接着心里又祈祷千万千万别是他所珍视的鬼遇到了什么麻烦了。
“其实也不是什么大事。”白无常想要绕着弯把这个事情说清楚,但又迟疑片刻后发现这事情只能明说:“或许也算大事。”。
他越是吞吞吐吐地,虽然面色如常的萧石竹就越是觉得即将得知的事情,一定不是什么好事。
沉吟片刻后,面露几分为难之色白无常,还是缓缓说到:“就是国母让你立刻回去一趟,说是刑部高官吾丘寿因病去世了。”。

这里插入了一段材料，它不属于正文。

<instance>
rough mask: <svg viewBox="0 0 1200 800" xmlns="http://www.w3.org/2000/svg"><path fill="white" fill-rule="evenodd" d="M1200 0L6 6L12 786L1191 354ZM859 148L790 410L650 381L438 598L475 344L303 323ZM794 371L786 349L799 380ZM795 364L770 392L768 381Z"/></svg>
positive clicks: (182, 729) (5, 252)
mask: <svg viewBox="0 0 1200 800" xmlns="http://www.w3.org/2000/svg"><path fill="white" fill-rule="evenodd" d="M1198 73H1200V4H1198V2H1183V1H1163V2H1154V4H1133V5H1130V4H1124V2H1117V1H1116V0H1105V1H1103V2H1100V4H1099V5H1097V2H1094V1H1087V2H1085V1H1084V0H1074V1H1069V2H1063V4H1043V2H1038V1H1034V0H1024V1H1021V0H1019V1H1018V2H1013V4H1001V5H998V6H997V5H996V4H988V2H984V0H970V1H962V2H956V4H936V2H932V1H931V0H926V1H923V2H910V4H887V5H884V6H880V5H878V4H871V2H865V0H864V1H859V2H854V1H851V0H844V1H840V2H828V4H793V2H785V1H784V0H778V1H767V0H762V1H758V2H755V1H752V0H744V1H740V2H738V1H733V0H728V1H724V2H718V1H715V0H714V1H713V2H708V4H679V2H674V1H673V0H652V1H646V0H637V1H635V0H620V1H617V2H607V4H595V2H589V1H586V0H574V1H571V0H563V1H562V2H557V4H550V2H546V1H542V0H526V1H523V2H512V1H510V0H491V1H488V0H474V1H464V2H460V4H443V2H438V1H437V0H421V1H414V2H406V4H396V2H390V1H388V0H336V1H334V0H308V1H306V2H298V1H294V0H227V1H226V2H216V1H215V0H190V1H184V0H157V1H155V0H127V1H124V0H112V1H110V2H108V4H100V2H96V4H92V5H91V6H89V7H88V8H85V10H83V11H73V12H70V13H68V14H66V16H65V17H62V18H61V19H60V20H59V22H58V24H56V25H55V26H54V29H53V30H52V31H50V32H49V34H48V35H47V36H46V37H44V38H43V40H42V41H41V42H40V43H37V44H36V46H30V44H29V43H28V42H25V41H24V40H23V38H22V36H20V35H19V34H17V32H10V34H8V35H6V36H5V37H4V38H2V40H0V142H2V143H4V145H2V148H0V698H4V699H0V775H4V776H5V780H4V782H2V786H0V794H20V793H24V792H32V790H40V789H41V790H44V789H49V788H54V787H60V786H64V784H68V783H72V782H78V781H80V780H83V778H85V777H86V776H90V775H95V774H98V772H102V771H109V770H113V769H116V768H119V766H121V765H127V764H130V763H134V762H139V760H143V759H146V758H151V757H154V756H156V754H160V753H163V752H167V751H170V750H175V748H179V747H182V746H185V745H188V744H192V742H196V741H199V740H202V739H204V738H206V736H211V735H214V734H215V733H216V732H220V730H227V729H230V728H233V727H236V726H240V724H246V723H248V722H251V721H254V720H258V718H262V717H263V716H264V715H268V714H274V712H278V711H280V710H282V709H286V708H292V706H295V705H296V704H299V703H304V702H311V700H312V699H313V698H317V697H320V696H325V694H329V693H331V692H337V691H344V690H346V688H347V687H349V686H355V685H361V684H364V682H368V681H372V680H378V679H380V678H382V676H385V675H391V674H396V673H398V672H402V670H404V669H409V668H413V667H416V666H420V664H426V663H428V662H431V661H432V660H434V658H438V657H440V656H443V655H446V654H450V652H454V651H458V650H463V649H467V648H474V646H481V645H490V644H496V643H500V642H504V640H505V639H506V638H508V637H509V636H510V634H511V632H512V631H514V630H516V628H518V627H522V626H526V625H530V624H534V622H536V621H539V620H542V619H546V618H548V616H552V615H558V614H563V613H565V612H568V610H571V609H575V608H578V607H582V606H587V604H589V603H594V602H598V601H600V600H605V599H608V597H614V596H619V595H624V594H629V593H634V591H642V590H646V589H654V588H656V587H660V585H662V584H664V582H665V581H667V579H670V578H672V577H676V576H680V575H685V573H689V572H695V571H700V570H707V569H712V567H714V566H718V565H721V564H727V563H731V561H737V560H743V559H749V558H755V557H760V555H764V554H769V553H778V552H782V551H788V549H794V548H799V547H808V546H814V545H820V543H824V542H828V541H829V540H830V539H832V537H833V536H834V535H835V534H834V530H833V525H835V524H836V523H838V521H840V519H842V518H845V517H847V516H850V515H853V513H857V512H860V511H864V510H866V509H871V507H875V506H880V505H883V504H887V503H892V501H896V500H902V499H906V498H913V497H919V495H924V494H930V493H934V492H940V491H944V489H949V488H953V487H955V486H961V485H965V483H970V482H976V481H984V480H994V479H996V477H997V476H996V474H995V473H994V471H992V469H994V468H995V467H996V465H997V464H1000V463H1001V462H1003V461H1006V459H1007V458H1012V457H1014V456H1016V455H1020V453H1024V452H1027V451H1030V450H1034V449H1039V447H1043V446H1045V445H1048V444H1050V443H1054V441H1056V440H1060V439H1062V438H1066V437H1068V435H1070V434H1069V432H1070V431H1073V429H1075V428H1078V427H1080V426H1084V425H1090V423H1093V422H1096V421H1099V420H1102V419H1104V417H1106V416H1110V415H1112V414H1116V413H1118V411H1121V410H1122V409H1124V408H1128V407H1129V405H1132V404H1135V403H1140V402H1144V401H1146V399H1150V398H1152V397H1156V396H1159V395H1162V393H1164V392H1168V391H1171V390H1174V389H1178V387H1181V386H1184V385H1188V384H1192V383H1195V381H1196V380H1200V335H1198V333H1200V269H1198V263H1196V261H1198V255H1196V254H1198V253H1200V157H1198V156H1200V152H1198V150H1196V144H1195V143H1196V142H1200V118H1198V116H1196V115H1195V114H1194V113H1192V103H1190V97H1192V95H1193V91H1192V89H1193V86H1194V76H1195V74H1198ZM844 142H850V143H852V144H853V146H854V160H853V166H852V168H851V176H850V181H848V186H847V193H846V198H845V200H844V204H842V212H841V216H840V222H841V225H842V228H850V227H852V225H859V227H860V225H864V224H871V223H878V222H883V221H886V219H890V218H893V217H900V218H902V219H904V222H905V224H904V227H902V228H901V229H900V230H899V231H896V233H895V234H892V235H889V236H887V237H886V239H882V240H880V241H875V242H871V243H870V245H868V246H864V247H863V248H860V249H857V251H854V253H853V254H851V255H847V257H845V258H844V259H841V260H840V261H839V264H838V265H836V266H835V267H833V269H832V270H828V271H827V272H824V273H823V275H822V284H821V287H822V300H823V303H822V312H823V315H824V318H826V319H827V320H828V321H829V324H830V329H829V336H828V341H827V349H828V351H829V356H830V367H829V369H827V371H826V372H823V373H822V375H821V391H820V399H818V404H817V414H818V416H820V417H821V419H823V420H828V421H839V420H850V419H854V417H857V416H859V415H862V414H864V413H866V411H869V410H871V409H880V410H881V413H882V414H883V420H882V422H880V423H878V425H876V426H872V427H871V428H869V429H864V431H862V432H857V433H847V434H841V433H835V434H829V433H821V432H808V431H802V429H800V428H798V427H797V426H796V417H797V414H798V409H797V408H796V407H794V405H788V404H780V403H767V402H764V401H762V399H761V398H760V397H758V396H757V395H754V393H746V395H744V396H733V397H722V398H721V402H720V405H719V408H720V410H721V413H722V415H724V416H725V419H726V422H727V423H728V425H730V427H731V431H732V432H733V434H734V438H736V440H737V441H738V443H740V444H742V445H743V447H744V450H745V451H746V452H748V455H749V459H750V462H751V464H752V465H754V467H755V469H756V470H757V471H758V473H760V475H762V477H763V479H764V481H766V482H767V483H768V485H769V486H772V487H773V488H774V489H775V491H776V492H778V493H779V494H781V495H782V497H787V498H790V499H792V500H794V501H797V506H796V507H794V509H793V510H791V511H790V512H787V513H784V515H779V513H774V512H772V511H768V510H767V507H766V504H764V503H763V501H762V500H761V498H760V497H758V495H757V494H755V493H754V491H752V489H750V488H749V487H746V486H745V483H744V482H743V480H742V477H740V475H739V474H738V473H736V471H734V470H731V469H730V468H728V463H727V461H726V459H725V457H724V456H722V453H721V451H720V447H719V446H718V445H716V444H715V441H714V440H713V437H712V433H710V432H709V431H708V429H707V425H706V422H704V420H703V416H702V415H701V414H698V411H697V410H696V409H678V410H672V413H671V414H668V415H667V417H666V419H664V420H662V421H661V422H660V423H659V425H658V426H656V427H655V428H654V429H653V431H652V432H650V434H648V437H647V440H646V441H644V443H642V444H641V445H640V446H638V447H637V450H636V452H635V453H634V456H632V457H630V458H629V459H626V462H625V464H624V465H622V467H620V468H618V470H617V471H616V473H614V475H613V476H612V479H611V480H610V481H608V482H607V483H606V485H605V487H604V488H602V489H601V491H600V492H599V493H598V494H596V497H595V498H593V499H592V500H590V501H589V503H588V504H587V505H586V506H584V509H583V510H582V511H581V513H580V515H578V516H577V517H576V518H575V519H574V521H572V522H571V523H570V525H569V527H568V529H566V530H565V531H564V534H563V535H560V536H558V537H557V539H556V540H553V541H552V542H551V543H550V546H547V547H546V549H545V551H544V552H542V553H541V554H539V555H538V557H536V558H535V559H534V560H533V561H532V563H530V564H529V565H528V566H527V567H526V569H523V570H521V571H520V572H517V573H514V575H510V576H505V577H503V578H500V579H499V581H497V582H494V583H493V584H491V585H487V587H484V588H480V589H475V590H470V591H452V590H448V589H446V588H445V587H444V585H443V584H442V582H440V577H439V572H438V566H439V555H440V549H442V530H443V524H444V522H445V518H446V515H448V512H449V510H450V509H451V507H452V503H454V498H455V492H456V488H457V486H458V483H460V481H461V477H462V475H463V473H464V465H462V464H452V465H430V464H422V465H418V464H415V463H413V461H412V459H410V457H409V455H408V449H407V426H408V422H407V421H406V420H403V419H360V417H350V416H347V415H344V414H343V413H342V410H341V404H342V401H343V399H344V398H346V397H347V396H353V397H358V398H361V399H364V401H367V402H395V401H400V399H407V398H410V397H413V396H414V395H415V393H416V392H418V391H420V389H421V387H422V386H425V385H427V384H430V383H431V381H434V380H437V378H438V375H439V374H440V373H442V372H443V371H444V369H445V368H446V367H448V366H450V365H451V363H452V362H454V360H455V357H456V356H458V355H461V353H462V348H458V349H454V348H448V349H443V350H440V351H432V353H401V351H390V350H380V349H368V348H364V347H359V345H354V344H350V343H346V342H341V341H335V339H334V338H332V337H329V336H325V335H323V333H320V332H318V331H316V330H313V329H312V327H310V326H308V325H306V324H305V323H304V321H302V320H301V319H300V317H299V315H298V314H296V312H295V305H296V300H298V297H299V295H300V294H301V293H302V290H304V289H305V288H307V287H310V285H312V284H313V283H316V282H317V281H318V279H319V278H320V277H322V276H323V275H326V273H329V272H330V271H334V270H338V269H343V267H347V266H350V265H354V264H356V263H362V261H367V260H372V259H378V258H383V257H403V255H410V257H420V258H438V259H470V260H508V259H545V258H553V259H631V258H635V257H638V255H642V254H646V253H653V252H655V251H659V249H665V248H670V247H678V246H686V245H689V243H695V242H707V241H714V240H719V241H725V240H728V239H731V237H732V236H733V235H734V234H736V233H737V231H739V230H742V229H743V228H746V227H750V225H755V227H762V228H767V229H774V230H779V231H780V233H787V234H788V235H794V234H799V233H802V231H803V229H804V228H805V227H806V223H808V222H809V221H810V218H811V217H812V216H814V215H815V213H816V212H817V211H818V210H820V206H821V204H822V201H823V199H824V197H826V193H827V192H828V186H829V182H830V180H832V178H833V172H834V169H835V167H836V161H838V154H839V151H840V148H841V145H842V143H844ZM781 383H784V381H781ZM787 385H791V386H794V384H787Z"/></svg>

“谁?”闻言呆愣片刻的萧石竹心头一紧,双唇颤了一颤后急声反问一声;他简直不敢相信自己的耳朵,浑身如被雷击瞬间僵硬。
“吾丘寿大人。”白无常又小声重复了一句,闻言猛然闭眼的萧石竹浑身上下,连同心里都凉透了......
夜已深,藤仙苗寨四周山影憧憧,水光溶溶间茶园朦胧,草木间有着点点萤火翩翩起舞,与苍穹上的星辰遥相呼应,形成一幅月下美色。
渐渐西落的幽蓝阴月似乎因为跑了一夜而疲惫了,不知不觉间藏进了天际云中;天际间顿时陷入一片黑暗之中。
白天本还热闹的藤仙苗寨中此时万籁俱寂,只是时而有阵阵犬吠传来。
寨里正中处的广场边缘,一栋不太起眼的吊脚楼下的阴影里,站着身长七尺的中年男鬼,他身上穿着的是无领右开襟亮布衣,直筒大裤管亮布裤。
正是当地榔头洞乌哈。
辗转反侧许久后,父爱战胜了面子和羞耻心,驱使着他厚着脸皮穿戴整齐后独自出门,轻易地避开了寨中的明暗岗哨和巡逻队,悄无声息地站到了此地。
默然中他把双眼一眯,目光所及之处,位于广场正中处的那座每层翼角上分别塑有飞龙麒麟和凤凰孔雀,还有鳌鱼雄狮以及奔鹿等等神态各异,栩栩如生泥塑像的青瓦鼓楼,眼中闪烁着点点迟疑。
洞乌哈可以清晰地听到自己胸膛里的心跳正在怦怦直跳,还能依稀听到不远处传来的哗哗海浪声。
往日这海浪声总能让洞乌哈感到安逸且心情舒畅,但今日的海浪声却让他觉得更是焦虑。
手心渐渐渗出一层细汗的右手,下意识地紧握挂在腰上的弯刀刀柄。这样多少能让他安心一些。